- Genre: Documentary
- Directed by: Gabriela Cowperthwaite, Ted Gesing
- Music by: Ariel Marx
- Country of origin: United States
- Original language: English
- No. of episodes: 5

Production
- Executive producers: Jon Bardin; Kate Barry; Dan Cogan; Gabriela Cowperthwaite; Liz Garbus; Ted Gesing;
- Producers: Grace Fardella; Giona Jefferson;
- Cinematography: Keri Oberly; Jonathan Ingalls; Thorsten Thielow; Helge Gerull;
- Editors: Krystalline Armendariz; Stefanie Maridueña; Jessica Miller; Michael Culyba; Jeremy Stulberg;
- Production company: Story Syndicate;

Original release
- Network: FX
- Release: August 12, 2022

= Children of the Underground =

Documentary series

Not to be confused with the book by Russian writer Korolenko "Children of the Underground", Children of the Underground is a five episode documentary series from FX on Faye Yager and the underground network she created to assist mothers of sexually abused children to relocate and to hide from their abusers.
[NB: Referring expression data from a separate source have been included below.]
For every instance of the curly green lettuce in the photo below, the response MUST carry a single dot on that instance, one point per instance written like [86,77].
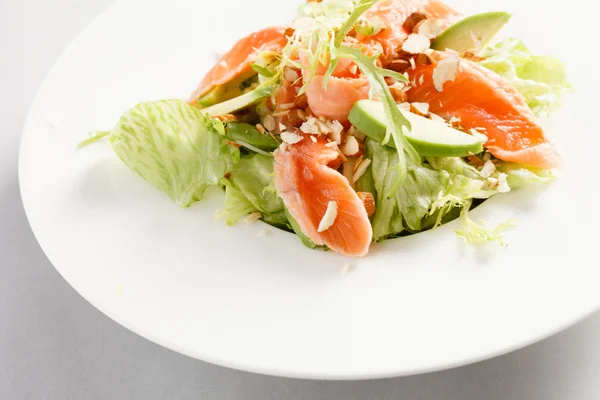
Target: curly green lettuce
[541,79]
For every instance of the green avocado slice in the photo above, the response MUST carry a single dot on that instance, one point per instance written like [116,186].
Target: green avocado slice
[240,102]
[471,33]
[429,138]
Yager was inspired to found the organization after losing custody of her daughter to her husband, pedophile Roger Lee Jones. Jones later became the first fugitive fleeing charges of child sexual abuse to end up on the FBI's most wanted list and was later captured at a campground.

== Summary ==
The series features interviews with Yager, her daughter, Gloria Steinem, Sally Jessy Raphael, and others, including women and children who were a part of Yager's network. Episode one explains the historical context, the role of daytime television in lifting up the voices of women and the issues they faced, and introduces the network and its issues with law enforcement. Episode two shares the story of Yager's own criminal trial and her daughter's experience. It chronicles Yager's libel suit after heckling psychologist Lawrence D. Spiegel on the Geraldo talk show and decreased reliance on medical evidence before assisting fugitive mothers. Episode three shows increased belief in Satanic rituals in child abuse cases. Episode four continues the conflicts from critics and the press. Episode five concludes with a major lawsuit against the organization and provides updates on where many participants in the series are in the present.